Les formateurs, prêtres ou frères missionnaires, passent avec eux le plus clair de leur temps : repas, détente, prière : ils ont chacun leur chambre dans le bloc de chaque équipe pour mieux s'intégrer avec la vie des étudiants. Un formateur s'occupe de dix étudiants, cela représente donc une équipe de quatre formateurs pour une quarantaine d'étudiants : Le Recteur Don, est anglais, Patrick, l'économe, est ghanéen, Jean-Michel est Belge et Gérard , Français (l'auteur de ces lignes). C'est dire l'importance de l'internationalité dans la formation des jeunes. Le missionnaire est appelé à planter sa tente hors de chez lui, à rencontrer et à travailler avec des femmes et des hommes de toutes les cultures, à dépasser les frontières de nations et de cultures : étudiants zambiens, malawites, tanzaniens, kenyans, ougandais, soudanais, ils sont appelés à faire l'apprentissage de l'ouverture sur l'autre pour former une communauté vraiment catholique, témoins du Christ qui est venu rassembler " grecs et juifs, esclaves et hommes libres " pour en faire une seule famille.

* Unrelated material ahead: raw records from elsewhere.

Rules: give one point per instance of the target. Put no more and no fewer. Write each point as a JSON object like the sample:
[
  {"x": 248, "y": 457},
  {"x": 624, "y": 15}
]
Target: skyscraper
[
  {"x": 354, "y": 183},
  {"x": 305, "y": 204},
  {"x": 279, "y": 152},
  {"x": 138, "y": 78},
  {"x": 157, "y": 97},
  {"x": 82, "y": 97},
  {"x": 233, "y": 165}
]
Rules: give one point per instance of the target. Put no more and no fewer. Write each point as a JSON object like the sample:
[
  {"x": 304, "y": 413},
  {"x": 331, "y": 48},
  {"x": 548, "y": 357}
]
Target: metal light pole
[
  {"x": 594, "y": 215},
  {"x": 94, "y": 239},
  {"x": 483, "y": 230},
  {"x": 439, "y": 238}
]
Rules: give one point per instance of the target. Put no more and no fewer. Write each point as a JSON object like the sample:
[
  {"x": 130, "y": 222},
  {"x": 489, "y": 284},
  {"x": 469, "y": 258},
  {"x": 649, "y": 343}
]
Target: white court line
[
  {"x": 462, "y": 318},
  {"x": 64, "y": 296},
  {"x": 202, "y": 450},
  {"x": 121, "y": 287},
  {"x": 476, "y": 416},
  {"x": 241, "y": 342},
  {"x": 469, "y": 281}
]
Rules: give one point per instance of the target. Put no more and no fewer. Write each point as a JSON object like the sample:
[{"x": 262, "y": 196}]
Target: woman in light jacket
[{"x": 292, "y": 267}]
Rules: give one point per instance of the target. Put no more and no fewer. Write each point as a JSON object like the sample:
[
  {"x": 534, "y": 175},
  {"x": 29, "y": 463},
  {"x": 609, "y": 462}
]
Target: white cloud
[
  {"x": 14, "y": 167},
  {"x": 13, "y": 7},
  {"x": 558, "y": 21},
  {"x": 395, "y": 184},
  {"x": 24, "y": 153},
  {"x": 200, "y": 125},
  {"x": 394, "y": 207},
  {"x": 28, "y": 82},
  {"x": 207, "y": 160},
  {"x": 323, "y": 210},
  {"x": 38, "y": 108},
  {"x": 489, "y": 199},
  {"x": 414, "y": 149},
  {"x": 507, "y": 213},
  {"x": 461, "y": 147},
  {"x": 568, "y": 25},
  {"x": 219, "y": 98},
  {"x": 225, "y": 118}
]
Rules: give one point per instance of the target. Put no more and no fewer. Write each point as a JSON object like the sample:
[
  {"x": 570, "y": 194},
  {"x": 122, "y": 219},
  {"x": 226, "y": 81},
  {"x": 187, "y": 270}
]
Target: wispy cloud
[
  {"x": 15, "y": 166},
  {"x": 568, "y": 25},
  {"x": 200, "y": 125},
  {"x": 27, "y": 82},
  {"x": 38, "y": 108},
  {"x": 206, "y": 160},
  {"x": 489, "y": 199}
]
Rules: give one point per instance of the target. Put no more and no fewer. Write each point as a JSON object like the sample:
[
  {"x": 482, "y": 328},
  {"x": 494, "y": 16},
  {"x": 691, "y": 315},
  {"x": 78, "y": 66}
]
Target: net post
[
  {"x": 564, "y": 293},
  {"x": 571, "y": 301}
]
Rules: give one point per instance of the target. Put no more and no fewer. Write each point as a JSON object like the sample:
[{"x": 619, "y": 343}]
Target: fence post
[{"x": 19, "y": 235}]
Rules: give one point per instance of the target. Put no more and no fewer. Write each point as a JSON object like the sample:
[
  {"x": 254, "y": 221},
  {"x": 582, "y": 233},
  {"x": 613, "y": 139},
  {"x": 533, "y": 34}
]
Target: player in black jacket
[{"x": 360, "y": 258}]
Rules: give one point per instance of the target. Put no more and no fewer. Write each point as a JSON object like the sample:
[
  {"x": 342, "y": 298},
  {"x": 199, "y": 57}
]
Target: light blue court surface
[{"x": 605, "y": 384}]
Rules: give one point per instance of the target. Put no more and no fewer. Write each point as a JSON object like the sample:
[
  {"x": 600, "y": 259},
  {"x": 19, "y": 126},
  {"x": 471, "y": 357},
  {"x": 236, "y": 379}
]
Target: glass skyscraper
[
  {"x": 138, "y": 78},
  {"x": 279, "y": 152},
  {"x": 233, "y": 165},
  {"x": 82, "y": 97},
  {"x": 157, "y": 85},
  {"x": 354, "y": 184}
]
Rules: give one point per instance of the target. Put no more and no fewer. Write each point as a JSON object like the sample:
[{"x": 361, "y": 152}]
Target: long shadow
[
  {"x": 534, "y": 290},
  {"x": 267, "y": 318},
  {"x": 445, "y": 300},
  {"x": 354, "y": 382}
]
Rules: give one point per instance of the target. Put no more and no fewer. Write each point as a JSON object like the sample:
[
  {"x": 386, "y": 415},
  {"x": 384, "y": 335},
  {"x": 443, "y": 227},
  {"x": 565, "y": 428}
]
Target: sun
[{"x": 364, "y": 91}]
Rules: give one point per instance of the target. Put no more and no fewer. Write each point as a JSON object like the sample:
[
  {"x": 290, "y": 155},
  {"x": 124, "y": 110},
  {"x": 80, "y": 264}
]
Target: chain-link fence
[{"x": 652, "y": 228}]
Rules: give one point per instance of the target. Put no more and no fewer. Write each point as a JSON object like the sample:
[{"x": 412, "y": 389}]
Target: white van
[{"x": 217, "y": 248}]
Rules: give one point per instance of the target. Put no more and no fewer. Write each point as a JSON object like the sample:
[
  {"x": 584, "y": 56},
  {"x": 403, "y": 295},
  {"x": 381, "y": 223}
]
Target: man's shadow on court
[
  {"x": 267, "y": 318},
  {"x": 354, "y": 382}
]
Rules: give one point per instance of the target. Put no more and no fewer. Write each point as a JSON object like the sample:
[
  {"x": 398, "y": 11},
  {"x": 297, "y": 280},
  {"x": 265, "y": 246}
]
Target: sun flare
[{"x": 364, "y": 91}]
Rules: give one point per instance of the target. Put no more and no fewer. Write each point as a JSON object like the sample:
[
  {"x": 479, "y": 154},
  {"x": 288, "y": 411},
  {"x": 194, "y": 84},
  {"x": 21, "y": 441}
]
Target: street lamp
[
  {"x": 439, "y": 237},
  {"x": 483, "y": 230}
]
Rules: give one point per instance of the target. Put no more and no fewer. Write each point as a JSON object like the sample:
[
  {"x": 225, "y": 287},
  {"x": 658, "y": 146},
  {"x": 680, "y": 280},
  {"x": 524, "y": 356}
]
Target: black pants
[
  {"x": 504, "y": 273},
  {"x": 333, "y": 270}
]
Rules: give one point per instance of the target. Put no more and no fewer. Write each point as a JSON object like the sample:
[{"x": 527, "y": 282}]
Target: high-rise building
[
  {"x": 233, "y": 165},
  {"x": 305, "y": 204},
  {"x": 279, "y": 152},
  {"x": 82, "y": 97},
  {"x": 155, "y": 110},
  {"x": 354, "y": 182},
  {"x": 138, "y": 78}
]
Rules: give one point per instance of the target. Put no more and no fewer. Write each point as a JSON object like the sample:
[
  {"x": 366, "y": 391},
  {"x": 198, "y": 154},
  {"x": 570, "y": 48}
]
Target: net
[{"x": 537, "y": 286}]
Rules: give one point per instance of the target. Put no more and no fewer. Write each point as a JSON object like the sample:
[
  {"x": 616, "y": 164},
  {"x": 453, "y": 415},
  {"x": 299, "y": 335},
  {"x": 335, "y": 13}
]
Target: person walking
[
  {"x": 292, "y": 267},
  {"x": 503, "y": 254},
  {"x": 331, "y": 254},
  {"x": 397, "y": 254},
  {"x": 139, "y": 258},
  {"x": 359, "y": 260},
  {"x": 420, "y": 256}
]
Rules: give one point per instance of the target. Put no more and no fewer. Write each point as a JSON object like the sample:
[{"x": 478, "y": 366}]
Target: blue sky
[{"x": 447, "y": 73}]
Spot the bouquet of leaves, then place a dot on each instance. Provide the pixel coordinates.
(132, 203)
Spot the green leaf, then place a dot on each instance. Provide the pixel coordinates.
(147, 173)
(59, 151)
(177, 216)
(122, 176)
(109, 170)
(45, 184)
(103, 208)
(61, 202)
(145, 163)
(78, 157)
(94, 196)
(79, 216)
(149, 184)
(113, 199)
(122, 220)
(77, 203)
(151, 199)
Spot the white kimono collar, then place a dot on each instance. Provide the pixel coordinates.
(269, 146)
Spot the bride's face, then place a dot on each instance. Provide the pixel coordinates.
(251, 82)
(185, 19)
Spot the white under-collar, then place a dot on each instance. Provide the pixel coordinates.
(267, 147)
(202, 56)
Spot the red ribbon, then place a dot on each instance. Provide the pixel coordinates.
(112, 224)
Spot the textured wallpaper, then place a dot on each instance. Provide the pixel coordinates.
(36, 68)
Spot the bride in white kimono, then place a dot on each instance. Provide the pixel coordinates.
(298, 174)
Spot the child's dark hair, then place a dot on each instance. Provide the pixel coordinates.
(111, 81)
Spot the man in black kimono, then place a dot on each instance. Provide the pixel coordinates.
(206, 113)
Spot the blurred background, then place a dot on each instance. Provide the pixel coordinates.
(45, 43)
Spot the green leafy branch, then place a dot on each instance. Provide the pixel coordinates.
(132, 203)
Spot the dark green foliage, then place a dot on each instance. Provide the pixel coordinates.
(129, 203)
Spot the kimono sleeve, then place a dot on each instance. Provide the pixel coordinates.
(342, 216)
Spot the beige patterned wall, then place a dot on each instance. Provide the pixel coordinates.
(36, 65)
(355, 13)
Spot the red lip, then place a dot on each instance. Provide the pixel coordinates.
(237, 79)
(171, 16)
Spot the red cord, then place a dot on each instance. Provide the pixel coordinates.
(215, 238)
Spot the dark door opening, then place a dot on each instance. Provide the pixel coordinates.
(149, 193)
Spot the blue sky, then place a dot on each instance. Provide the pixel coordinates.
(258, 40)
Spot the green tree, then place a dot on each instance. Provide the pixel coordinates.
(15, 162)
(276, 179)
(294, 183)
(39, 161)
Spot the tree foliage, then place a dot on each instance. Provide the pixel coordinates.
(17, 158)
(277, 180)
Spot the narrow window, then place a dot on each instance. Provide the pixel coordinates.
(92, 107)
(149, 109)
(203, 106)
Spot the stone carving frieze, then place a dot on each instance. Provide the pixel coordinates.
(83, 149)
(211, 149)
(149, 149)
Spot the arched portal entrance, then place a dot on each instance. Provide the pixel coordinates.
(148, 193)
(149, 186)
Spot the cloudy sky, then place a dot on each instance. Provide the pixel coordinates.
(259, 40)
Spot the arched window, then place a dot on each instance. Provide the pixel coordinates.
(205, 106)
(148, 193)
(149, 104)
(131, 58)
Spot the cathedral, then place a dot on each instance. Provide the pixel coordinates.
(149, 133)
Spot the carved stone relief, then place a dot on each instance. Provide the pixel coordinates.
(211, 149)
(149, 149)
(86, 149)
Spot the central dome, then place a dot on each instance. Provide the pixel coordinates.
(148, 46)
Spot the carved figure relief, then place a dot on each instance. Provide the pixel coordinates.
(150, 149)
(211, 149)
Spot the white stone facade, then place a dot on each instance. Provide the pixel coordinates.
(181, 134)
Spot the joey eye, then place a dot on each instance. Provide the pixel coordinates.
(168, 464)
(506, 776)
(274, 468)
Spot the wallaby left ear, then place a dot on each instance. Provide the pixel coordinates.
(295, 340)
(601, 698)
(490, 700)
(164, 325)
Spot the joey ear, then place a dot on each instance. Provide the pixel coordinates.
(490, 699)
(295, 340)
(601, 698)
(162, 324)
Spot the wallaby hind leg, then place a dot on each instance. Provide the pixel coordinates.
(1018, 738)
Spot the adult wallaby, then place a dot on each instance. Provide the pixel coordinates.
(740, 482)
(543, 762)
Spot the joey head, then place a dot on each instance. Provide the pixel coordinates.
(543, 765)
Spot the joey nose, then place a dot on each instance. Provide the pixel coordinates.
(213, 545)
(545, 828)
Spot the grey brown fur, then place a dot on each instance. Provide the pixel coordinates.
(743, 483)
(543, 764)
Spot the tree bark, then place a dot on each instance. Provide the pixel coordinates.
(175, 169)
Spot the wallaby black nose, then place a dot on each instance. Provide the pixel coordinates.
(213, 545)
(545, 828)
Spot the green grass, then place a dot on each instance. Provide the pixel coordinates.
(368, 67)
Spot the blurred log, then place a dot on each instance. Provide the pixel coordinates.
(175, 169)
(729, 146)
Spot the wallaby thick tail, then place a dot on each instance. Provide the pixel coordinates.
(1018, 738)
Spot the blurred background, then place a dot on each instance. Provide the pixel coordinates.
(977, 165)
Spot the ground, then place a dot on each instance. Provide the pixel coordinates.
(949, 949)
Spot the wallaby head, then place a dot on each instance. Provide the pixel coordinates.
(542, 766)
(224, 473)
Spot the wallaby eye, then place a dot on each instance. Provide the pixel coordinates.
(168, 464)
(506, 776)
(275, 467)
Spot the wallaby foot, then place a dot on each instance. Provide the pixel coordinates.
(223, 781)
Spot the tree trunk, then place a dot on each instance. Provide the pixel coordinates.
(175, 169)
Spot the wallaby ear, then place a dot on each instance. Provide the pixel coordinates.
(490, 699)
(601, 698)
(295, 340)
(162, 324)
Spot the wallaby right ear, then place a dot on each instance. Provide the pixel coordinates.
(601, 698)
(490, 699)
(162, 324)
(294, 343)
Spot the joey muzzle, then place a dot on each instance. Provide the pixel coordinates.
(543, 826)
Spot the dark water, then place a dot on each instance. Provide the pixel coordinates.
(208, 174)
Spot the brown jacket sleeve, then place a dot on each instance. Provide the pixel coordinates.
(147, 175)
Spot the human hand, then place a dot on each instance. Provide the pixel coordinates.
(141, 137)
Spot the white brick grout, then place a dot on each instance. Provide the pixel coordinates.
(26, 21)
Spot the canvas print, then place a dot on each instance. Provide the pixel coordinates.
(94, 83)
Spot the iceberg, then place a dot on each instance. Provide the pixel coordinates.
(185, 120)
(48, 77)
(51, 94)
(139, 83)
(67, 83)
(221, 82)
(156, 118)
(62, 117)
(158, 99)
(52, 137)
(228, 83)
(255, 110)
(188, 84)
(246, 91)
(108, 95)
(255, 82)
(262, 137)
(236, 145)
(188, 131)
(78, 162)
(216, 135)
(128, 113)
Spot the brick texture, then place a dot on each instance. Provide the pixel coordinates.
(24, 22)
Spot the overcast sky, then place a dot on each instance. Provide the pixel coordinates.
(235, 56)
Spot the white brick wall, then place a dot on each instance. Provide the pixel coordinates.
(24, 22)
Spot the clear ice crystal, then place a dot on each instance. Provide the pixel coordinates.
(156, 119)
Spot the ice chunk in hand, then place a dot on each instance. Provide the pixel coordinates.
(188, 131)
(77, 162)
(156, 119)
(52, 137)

Cheminement personnel authentique, vie communautaire intense, dialogue fréquent avec un accompagnateur plus âgé, tels sont les piliers de la vie du 1er cycle de formation à la vie missionnaire : après trois ans, ils s'orienteront lucidement vers la vie laïque ou l'aventure missionnaire, l'année spirituelle suivie du stage de deux ans et de la formation théologique de trois ou quatre ans. Neuf ans en tout ! c'est dire le sérieux de la formation des futurs missionnaires d'Afrique.
Combien seront-ils au bout de trois ans ? Environ quarante ou cinquante pour cent demanderont à continuer pour l'année spirituelle (autrefois appelée " Noviciat "), et les autres retourneront chez eux pour faire face avec maturité aux défis de la vie moderne d'Afrique.